Impuesto fijo y de alto precio
El futuro del transporte marítimo limpio pende de un hilo, afirmó Emma Fenton, directora sénior de diplomacia climática de Opportunity Green, una organización sin fines de lucro dedicada al cambio climático con sede en el Reino Unido. Fenton afirmó que un impuesto fijo y de alto precio sobre las emisiones de gases de efecto invernadero del transporte marítimo es la única manera de descarbonizar la industria de forma equitativa. «Si se llega a un acuerdo, representaría un gran momento de solidaridad en la lucha contra el cambio climático», afirmó Fenton. «Por primera vez, esperamos contar con un marco global eficaz para abordar este problema internacional. La mayoría de las emisiones se abordan a nivel nacional».

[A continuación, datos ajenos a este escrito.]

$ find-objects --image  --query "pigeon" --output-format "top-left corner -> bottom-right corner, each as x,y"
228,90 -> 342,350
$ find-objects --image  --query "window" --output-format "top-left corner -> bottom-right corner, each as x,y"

Un simple impuesto climático combinado con un estándar de combustible verde ayudaría a reducir la brecha de precios entre los combustibles fósiles y los combustibles verdes, como el hidrógeno, el metanol y el amoníaco, según el Foro Marítimo Global, una organización sin fines de lucro que trabaja estrechamente con la industria. El transporte marítimo depende en gran medida de los combustibles fósiles y el sector no los abandonará por sí solo, afirmó Jesse Fahnestock, quien lidera el trabajo de descarbonización del foro. Además, llevará tiempo desarrollar un suministro de combustibles electrónicos basados en electricidad renovable, por lo que es necesario invertir ya, añadió.

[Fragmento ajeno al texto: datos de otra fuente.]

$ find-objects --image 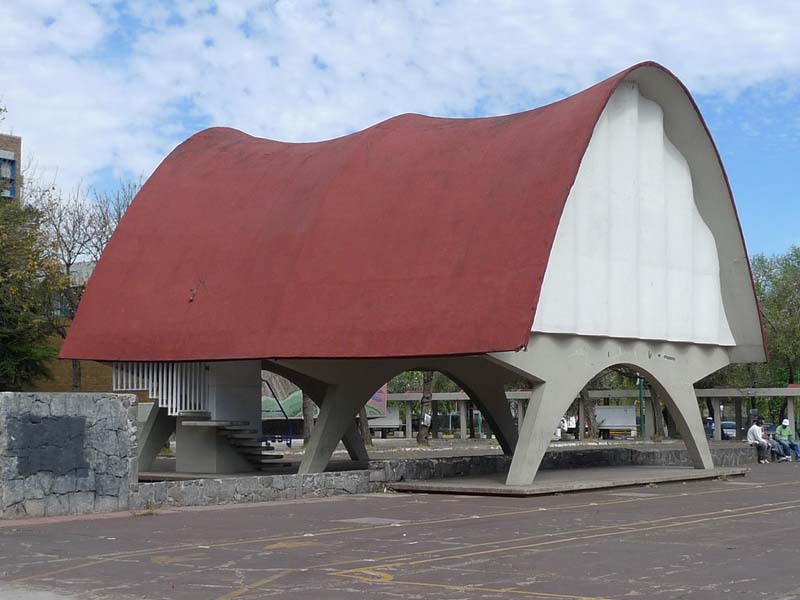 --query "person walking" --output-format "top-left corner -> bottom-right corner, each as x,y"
775,419 -> 800,460
747,418 -> 769,465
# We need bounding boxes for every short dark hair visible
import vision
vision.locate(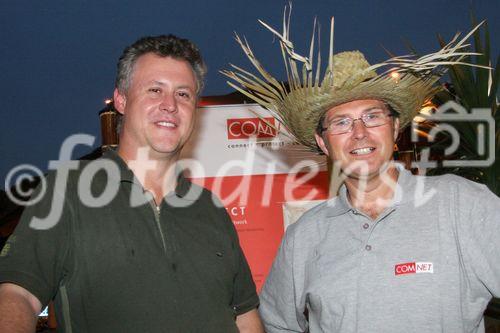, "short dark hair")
[115,34,207,95]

La mayoría de los barcos actuales funcionan con fueloil pesado, que libera dióxido de carbono y otros contaminantes durante su combustión. Domínguez ha afirmado que una descarbonización a fondo requiere una revisión del combustible para el transporte marítimo. Mientras, la Coalición para un Transporte Marítimo Limpio insta a los gobiernos a comprometerse a fijar un precio elevado para todas las emisiones de los buques y a establecer un riguroso estándar de combustible. La alianza de organizaciones ambientales sin fines de lucro también insta a los países a revisar la herramienta de la OMI para medir la intensidad de carbono de los buques con el propósito de cuantificar y aumentar su eficiencia de forma transparente y reducir el consumo de combustible a largo plazo.

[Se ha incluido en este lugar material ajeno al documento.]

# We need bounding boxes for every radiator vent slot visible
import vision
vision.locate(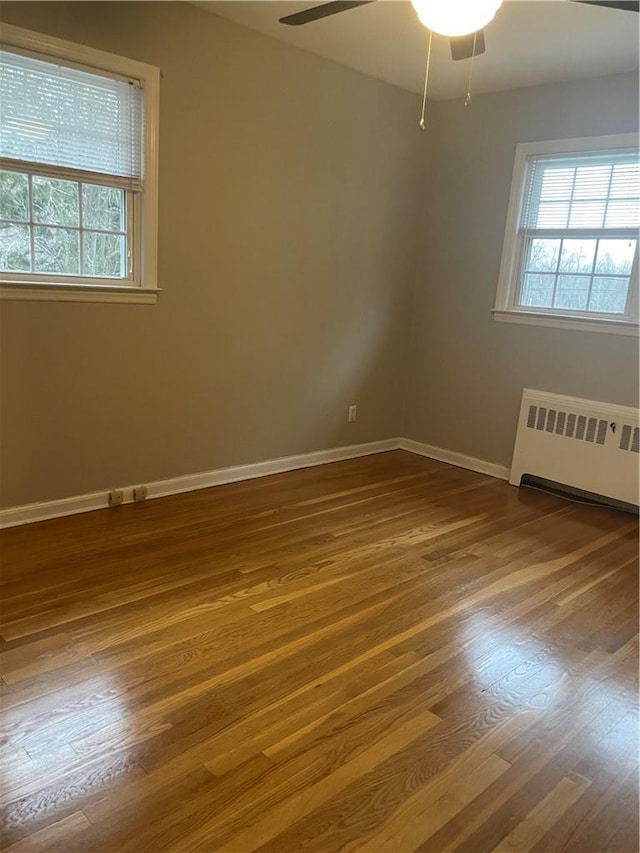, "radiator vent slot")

Modelo para tarificar las emisiones
Guy Platten, secretario general de la Cámara Naviera Internacional, que representa a más del 80% de la flota mercante mundial, afirma que un mecanismo de tarificación de las emisiones marítimas es una solución pragmática y la forma más eficaz de incentivar una rápida transición energética en el transporte marítimo.
Algunos países, como China, Brasil, Arabia Saudita y Sudáfrica, prefieren un modelo de intercambio de créditos en lugar de un impuesto fijo, donde los buques los reciben por no superar su objetivo de emisiones y los compran si lo superan. Otros países buscan un equilibrio entre ambos modelos. Determinados actore temen que cualquier medida que no sea un impuesto universal pondría en peligro los objetivos climáticos y permitiría a los armadores más potentes comprar el cumplimiento mientras siguen contaminando. Los ingresos provenientes de un impuesto podrían utilizarse para ayudar a los países en desarrollo a realizar la transición hacia un transporte marítimo más ecológico y que no se queden atrás con combustibles contaminantes y buques obsoletos.
Si el comité MEPC 83 acuerda y finaliza el texto de las regulaciones, estas podrían adoptarse formalmente en octubre y entrar en vigor en 2027. Eso podría enviar una poderosa señal de que está sucediendo la transición verde y que es posible para una industria global, según la OMI.